Adobe reagiert auf Kompatibilitätsprobleme mit Snow Leopard CS3

Update: John Nack von Adobe hat die Kompatibilität von CS3 mit Snow Leopard weiter geklärt. Er stellt fest:

"Es stellt sich heraus, dass das Photoshop-Team Photoshop CS3 auf Snow Leopard getestet hat, und nach bestem Wissen funktioniert PS CS3 auf Snow Leopard gut."

Es scheint also, dass mindestens einer CS3 App funktioniert normal.

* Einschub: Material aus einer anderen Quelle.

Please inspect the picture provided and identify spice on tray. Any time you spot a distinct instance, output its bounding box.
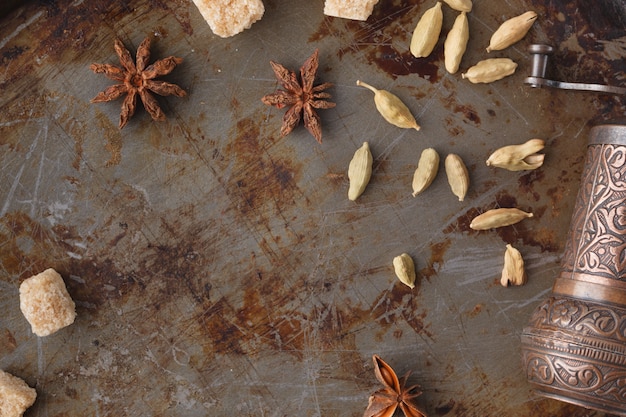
[412,148,439,197]
[348,142,373,201]
[356,80,420,130]
[261,49,336,144]
[364,355,427,417]
[90,37,187,129]
[461,58,518,83]
[444,153,469,201]
[487,11,537,53]
[410,1,443,59]
[501,244,527,287]
[393,253,417,289]
[486,139,545,171]
[443,11,469,74]
[470,208,533,230]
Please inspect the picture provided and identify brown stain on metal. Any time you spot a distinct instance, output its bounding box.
[311,1,440,82]
[518,170,545,202]
[420,238,452,280]
[466,303,485,319]
[370,287,432,339]
[366,45,441,81]
[196,281,375,358]
[148,0,194,35]
[0,94,46,152]
[440,92,481,127]
[444,116,466,137]
[443,207,481,234]
[0,329,17,356]
[522,226,560,253]
[434,398,455,415]
[94,110,124,166]
[225,117,304,217]
[47,92,89,170]
[0,212,61,279]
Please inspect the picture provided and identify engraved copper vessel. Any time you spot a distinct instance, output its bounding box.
[521,123,626,415]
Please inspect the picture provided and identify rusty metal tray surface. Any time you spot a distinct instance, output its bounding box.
[1,0,625,416]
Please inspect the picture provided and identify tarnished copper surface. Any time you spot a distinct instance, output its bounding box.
[1,0,625,416]
[523,296,626,415]
[522,125,626,415]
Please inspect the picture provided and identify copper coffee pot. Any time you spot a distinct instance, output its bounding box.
[521,122,626,415]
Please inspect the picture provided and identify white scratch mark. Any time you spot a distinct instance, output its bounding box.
[37,337,44,375]
[0,11,44,50]
[494,287,552,316]
[69,274,85,284]
[45,201,71,226]
[1,164,25,217]
[1,122,45,217]
[30,123,49,217]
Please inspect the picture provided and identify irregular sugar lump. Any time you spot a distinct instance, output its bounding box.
[0,370,36,417]
[324,0,380,21]
[191,0,265,38]
[19,268,76,337]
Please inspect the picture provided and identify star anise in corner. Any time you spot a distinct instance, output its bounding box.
[364,355,428,417]
[261,49,336,144]
[90,37,186,129]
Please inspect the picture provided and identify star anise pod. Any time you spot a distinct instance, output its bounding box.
[90,37,186,129]
[261,49,336,144]
[364,355,428,417]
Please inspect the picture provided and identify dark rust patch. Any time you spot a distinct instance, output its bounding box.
[365,45,441,81]
[311,1,441,82]
[440,93,481,127]
[443,207,481,234]
[434,398,455,415]
[1,45,27,64]
[370,287,432,339]
[518,170,545,202]
[0,212,62,279]
[444,116,465,137]
[225,117,303,217]
[148,0,194,35]
[0,329,17,356]
[466,303,485,319]
[420,238,452,280]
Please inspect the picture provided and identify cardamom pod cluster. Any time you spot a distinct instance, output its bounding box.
[356,80,420,130]
[412,148,440,196]
[445,153,469,201]
[410,2,443,58]
[462,58,517,83]
[444,12,469,74]
[470,208,533,230]
[348,142,373,201]
[486,139,545,171]
[393,253,417,289]
[487,11,538,53]
[501,244,527,287]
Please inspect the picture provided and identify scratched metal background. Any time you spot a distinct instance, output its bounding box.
[1,0,625,416]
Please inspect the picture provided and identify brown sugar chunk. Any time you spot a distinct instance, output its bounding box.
[19,268,76,337]
[0,370,37,417]
[191,0,265,38]
[324,0,380,21]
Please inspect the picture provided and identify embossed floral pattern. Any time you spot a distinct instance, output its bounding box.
[561,144,626,281]
[551,301,579,327]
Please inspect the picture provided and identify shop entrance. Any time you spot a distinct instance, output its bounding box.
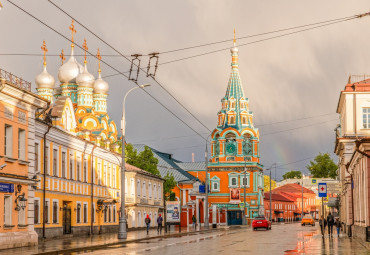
[227,210,242,225]
[62,202,72,234]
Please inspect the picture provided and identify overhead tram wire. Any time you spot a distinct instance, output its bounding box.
[46,0,213,136]
[7,0,207,142]
[0,12,360,58]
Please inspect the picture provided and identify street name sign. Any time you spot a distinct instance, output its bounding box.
[318,183,327,197]
[0,183,14,193]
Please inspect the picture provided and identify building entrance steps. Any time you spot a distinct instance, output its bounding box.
[0,226,232,255]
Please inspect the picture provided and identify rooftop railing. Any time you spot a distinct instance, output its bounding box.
[0,68,31,92]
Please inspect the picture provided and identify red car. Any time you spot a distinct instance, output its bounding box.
[252,216,271,231]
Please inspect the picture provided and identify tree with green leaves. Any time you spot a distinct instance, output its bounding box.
[124,143,160,177]
[282,170,302,180]
[163,172,177,201]
[306,153,337,179]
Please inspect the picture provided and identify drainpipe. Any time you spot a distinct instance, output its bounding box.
[90,145,96,235]
[177,183,183,228]
[43,124,52,239]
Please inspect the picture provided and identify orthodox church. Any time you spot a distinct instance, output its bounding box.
[35,21,118,147]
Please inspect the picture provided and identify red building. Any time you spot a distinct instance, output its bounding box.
[264,193,297,222]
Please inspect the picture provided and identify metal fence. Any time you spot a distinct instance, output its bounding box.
[0,68,31,92]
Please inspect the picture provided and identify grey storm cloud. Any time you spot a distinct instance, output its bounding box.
[0,0,369,179]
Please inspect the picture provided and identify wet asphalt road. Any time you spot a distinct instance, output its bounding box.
[81,223,369,255]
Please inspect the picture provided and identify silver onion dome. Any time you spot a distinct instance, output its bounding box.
[76,64,95,88]
[231,46,239,54]
[58,48,83,84]
[93,72,109,94]
[35,66,55,89]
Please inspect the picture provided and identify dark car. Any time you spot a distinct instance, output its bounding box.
[252,216,271,231]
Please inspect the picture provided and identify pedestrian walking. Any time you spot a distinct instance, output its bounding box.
[335,218,341,237]
[319,217,325,236]
[192,215,196,229]
[145,214,151,234]
[157,214,163,234]
[327,212,334,237]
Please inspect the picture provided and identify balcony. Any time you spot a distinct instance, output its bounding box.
[0,68,31,92]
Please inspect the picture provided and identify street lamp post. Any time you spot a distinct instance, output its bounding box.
[267,163,277,222]
[118,84,150,240]
[242,160,247,225]
[301,178,304,220]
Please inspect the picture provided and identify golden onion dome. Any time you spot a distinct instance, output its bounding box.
[58,48,83,84]
[35,66,55,89]
[76,64,95,88]
[93,72,109,94]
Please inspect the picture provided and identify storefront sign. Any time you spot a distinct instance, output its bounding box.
[166,201,180,223]
[0,183,14,193]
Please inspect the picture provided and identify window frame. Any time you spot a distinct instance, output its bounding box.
[4,124,13,157]
[18,128,26,160]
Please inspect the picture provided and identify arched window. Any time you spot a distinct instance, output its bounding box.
[229,116,235,124]
[225,133,236,142]
[242,116,247,125]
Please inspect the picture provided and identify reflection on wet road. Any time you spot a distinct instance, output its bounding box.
[83,223,368,255]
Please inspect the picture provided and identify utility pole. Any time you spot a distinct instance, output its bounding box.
[242,160,247,225]
[204,140,209,229]
[301,179,304,220]
[269,167,272,222]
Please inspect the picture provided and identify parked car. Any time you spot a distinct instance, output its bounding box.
[252,216,271,230]
[301,214,315,226]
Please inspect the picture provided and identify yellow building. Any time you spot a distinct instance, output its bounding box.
[0,70,48,249]
[31,21,164,238]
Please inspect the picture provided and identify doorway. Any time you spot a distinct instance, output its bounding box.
[63,202,72,234]
[227,210,242,225]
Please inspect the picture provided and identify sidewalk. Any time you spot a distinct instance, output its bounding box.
[0,225,230,255]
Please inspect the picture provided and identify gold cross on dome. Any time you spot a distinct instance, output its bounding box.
[82,38,88,63]
[59,49,65,65]
[233,29,236,44]
[69,19,77,43]
[96,48,102,72]
[41,40,48,66]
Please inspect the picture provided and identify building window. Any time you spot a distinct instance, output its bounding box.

Unsere Geschichte, wie ursprünglich gepostet, ist unten:

Adobe hat auf verschiedene Behauptungen reagiert, dass ihr Creative Suite 3 Software-Bundle möglicherweise nicht mit dem kommenden Snow Leopard Betriebssystem von Apple kompatibel ist.

Das Unternehmen hat kürzlich ein ausführliches Q-and-A-PDF veröffentlicht, das die Kompatibilität seiner verschiedenen Software-Angebote mit der neuen Version von OS X detailliert beschreibt.

Das PDF zeigt nach einer Reihe von Tests, Creative Suite 4, die neueste Version von Adobe Design-Software-Paket, funktioniert auf Snow Leopard ohne die Notwendigkeit von Updates, mit nur ein paar kleineren Problemen.

Es war jedoch nicht klar, ob das ältere CS3-Paket auf Snow Leopard funktionieren würde. Adobe hat im Q-and-A einfach gesagt: "Ältere Versionen von Adobe Creative Software wurden nicht in unsere Tests einbezogen." Nach diesem Zitat glaubte eine Reihe von Websites instinktiv, dass dies bedeutete, dass die CS3-Software auf Snow Leopard nicht funktionierte.

Adobe hat seitdem seinen ursprünglichen Blogpost aktualisiert, um eine Klärung des Problems zu ermöglichen. John Nack stellt fest: "Auf Snow Leopard hat niemand gesagt, dass CS3 'nicht unterstützt wird". Der Plan ist jedoch, keine Ressourcen von anderen Bemühungen (zB Portieren von Photoshop nach Cocoa) zu entfernen, um den 2,5-Jährigen zu modifizieren Software als Reaktion auf Änderungen, die Apple in der OS Foundation vornimmt. "

Adobe hat immer noch nicht gesagt, ob CS3 funktioniert oder nicht, aber die Benutzer können sich am Freitag informieren, wenn Snow Leopard auf Geschäfte stößt.